Learning How to Finish the Important Things in Life

I was into knitting, once. Actually I was into the idea of knitting, which is entirely a different thing, but nevertheless, I signed up for class where I was supposed to learn how to knit a pair of fingerless mittens.

After attending a few brief knitting classes and doing some basic knitting practice, we were given some vague instructions on how to knit a mitten and then sent home with a barely-started project. I wrestled with the needles and yarn, and soon found myself stumped.

I went back into the knitting shop and asked for help.

“Could someone help me figure out how to do the thumb?” A lady sat down and took my half-finished mitten and looked it over. Then she began to work the needles this way and that, and a thumb emerged, like magic. I looked on dumbfounded. It looked so easy and yet so impossibly out of my knitting league.

She then handed me the mitten, and told me I could take it home and finish it on my own.

As it turns out, I had no idea what I was doing. And if that wasn’t bad enough, I still had an entire second mitten to knit.

I debated going back to the store, but I felt stupid asking for more help, so I put the mitten away, hoping to finish it some other time.

Some other time meaning, never.

Recently I was cleaning out the basement when I found a bag stuffed inside a box. I opened it and inside was the unfinished mitten. I cringed seeing the beautiful blue yarn wasted on a project I never completed.

Unfortunately, my life is full of these unfinished projects.

  • writing projects I never completed
  • fabric for shirts I never sewed
  • DIY house projects I never started
  • beads for jewelry I never made

We all have things in life we planned on getting around to “someday,” but it’s a painful reminder when we realize that we never will complete these things without being intentional (and maybe, getting more help).

But these unfinished projects pale in comparison to the bigger, more important unfinished things of life. I don’t mean mittens or DIY house projects.

These are things we leave undone relationally, and they eventually come back to haunt us when that relationship is broken in some way.

These include:

  • Gentle words I did not say that might have mended wounds
  • People I failed to invest in relationally
  • Apologies I never made and the grudges that resulted
  • Words I failed to say before loved ones died

So many of my own regrets are wrapped up in the unfinished things of life.

Now I use that mitten as a reminder, a visual form of accountability, reminding me that life is too short not to finish what you start, whether in relationships or other important things.

Life Lessons on How to Finish the Important Things

Here is how I use this lesson so I leave less of the important relational things undone.

Lesson 1: Take the time to say I love you and I’m sorry.

My husband Sam performed a wedding this weekend where he reminded the couple that the most important words they’ll say are “I love you” and “I’m sorry.”  He said to put those two phrases on repeat, because they’ll say them often, especially the “I’m sorry” one.

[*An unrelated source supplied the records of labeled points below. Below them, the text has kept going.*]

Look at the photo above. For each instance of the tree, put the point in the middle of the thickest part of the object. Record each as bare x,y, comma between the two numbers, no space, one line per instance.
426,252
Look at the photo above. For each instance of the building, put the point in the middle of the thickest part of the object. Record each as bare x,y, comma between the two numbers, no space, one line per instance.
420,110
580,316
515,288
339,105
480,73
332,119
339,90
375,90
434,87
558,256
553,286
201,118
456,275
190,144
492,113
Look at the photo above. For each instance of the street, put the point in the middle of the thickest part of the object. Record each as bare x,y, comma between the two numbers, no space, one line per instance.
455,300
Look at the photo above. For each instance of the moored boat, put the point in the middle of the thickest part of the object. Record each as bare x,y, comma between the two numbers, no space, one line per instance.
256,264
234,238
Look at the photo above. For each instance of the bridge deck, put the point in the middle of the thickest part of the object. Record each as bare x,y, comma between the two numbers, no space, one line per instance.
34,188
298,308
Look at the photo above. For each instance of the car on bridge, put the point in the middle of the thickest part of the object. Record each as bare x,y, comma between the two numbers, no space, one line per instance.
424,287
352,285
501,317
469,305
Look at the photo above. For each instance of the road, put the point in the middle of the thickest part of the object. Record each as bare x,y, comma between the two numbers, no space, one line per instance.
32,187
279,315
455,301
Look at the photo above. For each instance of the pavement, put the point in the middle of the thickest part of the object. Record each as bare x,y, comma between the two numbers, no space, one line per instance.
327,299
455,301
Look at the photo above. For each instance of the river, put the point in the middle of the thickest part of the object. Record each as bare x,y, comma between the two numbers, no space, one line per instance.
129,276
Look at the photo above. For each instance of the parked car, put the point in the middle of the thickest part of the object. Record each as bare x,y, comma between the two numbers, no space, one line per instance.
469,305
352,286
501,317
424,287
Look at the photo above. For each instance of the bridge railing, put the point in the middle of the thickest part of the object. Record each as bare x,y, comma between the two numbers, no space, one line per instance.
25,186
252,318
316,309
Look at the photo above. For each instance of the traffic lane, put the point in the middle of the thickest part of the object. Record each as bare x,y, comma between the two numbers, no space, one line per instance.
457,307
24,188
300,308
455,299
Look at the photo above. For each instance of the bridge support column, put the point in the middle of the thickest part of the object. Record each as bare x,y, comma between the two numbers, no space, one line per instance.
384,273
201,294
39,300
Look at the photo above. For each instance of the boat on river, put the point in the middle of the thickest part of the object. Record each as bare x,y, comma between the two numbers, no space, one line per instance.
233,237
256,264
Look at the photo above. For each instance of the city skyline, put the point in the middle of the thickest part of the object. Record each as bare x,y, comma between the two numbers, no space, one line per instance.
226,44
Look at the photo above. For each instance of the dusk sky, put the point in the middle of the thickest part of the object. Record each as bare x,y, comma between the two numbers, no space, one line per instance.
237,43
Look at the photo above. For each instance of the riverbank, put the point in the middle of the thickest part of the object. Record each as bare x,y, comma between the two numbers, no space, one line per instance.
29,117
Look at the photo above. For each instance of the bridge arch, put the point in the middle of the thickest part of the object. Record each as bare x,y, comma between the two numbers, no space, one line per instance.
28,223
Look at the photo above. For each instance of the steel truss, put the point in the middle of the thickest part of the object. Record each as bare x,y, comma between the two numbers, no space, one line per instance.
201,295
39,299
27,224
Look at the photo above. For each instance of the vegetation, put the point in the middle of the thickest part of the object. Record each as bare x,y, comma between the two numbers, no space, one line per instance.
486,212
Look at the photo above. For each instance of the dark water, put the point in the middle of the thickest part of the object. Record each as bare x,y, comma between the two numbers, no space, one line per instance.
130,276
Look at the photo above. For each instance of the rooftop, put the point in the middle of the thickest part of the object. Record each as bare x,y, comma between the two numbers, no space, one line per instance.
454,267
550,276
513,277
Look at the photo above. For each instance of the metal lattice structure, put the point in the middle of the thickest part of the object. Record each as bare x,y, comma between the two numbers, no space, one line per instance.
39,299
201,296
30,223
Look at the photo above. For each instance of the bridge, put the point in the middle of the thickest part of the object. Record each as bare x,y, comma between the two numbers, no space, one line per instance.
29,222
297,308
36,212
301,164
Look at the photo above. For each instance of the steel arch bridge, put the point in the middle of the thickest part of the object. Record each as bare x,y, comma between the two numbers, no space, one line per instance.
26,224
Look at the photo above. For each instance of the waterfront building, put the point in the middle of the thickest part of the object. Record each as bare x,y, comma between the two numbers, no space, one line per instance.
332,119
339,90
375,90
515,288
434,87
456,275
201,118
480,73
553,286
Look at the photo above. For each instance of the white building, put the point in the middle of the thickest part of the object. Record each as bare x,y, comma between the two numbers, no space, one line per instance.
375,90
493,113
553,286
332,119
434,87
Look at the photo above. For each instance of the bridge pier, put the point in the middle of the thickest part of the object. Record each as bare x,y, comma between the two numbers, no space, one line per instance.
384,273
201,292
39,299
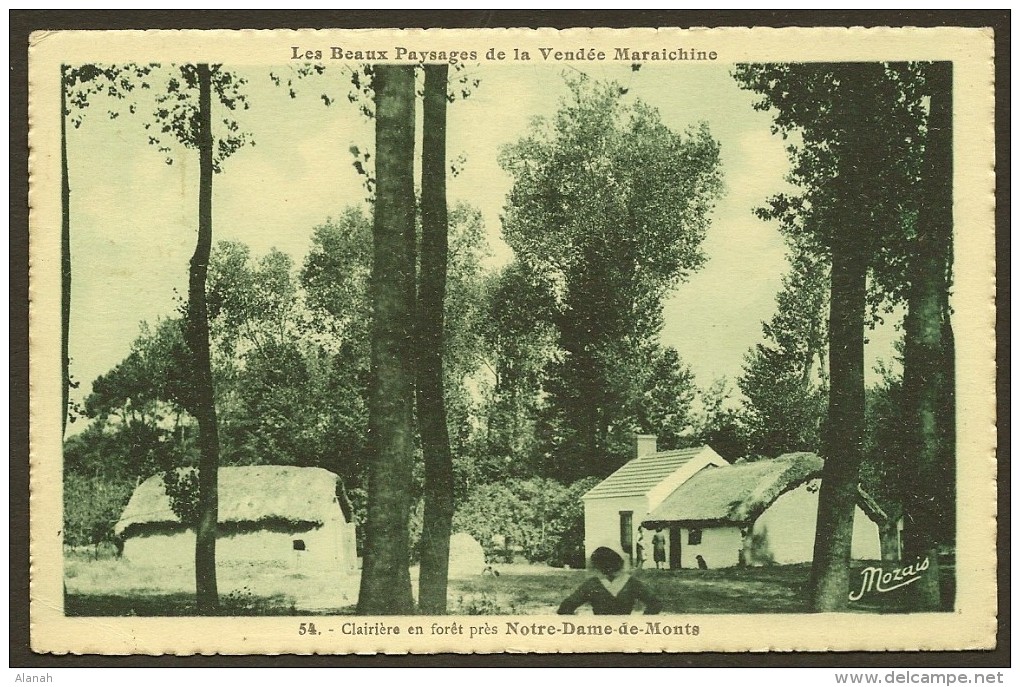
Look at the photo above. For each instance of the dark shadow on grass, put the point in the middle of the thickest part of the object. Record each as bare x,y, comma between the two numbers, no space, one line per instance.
172,604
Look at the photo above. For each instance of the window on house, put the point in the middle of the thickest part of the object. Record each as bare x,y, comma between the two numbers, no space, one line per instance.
627,531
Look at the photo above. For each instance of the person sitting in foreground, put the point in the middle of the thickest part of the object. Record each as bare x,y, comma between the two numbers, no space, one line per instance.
611,591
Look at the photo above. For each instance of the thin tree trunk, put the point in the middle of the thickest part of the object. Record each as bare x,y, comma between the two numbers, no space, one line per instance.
64,254
198,325
927,379
386,581
430,398
845,436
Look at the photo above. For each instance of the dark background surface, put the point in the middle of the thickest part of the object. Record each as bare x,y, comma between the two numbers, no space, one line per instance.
24,21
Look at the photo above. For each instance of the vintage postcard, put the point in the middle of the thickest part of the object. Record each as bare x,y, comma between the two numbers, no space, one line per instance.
512,340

Lesson 2: Hug your kids or spouse even when they don’t want a hug.

This includes when you’re tired, when they’re annoying you and when they’re hangry, snarky or crying. You will not feel like hugging and neither will they, but a touch mends many wounds.

Lesson 3: If you’re in grief, write down those words you didn’t have the chance to say.

If you’ve lost someone and you feel regret over what was left unsaid, then sit down and write a letter. There’s no way to send it, but you will feel a lot better having said it to yourself. Sometimes closure to a conversation is what we need to continue on our grief journey.


As it turns out, I almost trashed the mitten. Then I reconsidered. After all, this was a good reminder about what happens when things are left undone.

Relationships, friendships, personal goals–this mitten reminds me not to leave things unfinished if I can help it.

I’m owning this failure and in doing so, I’m learning to finish what I’ve started.

For me, that’s the most powerful lesson of all.